Si chiama pirolisi e potrebbe diventare il processo del futuro per poter ricavare idrogeno dal metano senza produrre CO2. Un processo che, come spiegato dal presidente di Acciaierie d’Italia Franco Bernabè in un’intervista al Corriere della Sera, si sta implementando anche nel progetto di conversione verde dell’acciaieria di Taranto. Lo riporta il sito specializzato Siderweb.

Bernabè ha infatti messo in risalto il fatto che “Carlo Mapelli, del Politecnico di Milano, che è consigliere di amministrazione di Acciaierie d’Italia, sta lavorando a una tecnologia che prevede che il gas può essere trasportato agli impianti siderurgici, dove può avvenire il processo di cracking per pirolisi o catalisi“.

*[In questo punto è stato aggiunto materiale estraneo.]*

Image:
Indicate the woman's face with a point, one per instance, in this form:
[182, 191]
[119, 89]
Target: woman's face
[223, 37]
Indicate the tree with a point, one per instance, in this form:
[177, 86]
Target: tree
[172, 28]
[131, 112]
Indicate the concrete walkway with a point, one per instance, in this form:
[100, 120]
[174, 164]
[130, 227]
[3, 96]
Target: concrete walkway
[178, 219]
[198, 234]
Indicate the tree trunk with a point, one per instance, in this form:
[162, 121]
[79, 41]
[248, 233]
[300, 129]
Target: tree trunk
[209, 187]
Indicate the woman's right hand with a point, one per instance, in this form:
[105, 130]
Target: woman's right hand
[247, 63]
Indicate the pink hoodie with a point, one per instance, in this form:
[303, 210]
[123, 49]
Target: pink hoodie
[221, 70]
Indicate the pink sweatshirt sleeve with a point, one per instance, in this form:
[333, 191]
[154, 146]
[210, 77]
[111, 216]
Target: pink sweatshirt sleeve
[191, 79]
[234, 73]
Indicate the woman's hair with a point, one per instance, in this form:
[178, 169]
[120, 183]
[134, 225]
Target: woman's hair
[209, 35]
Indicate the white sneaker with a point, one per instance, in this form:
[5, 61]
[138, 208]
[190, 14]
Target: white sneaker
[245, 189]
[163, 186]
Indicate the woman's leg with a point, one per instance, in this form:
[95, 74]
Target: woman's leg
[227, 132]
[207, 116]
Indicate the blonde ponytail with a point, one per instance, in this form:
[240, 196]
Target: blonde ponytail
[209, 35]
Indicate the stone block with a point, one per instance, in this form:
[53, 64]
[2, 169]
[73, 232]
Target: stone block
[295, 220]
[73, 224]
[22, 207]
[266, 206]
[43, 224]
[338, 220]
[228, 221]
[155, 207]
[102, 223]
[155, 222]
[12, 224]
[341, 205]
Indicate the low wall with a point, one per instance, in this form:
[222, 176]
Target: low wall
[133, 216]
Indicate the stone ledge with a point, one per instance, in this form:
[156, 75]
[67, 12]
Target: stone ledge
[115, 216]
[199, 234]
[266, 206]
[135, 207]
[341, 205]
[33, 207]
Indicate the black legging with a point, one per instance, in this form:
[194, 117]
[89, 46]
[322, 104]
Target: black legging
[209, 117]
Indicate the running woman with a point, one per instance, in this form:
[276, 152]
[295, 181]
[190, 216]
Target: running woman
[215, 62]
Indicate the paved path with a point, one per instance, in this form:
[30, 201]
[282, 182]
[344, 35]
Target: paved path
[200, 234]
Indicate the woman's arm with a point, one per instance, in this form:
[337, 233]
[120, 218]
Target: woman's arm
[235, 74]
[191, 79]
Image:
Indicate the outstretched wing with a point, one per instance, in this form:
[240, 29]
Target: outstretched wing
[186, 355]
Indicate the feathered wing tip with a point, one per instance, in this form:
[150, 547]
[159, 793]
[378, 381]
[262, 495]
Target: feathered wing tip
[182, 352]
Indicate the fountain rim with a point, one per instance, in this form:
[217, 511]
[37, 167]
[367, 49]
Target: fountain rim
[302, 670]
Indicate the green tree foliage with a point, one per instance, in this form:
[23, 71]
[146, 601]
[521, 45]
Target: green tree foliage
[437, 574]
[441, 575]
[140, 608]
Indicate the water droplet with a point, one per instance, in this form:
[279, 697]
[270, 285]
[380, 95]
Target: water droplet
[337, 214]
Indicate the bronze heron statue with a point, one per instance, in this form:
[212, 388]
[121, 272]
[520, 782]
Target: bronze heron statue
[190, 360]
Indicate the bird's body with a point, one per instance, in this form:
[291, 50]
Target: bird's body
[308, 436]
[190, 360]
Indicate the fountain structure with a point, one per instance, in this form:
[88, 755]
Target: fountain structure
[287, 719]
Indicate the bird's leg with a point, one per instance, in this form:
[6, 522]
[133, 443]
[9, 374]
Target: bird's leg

A proposito delle criticità esistenti in relazione alle fonti energetiche, il presidente di Acciaierie d’Italia ha ricordato che in passato “non c’era mai stato bisogno di concentrarci sulla ricerca di alternative, ma ora tutto sta cambiando» e che “in Italia sono cinque anni che le rinnovabili non crescono“. Non più ottimistica la visione di Franco Bernabè sull’Europa, che «rischia di arrivare in ritardo, di diventare importatore di tecnologie altrui“.

Sempre a proposito di energia, è interessante quanto contenuto nell’annuale rapporto dell’IEA, l’International Energy Agency, secondo il quale – anche per i costi più bassi rispetto al gas – la produzione di elettricità con l’utilizzo del carbone ha raggiunto il valore record di 10.350 terawattora, con un incremento del 9%.

Altro tema collegato e che trova spazio sui giornali di oggi è la “tassonomia Ue” sulle fonti energetiche, con il nucleare che sta provocando una divisione su due fronti dei Paesi europei, con la Francia che guida il gruppo dei favorevoli e la Germania, invece, che è alla testa degli oppositori.

Sull’argomento si dovrà pronunciare la Commissione europea e il dibattito nel Consiglio dell’Ue potrebbe essere l’occasione per conoscere la posizione finale che assumerà l’Italia, dopo che il ministro Cingolani aveva lasciato intendere che il nostro Paese, storicamente contro il nucleare, potrebbe rivedere questa posizione.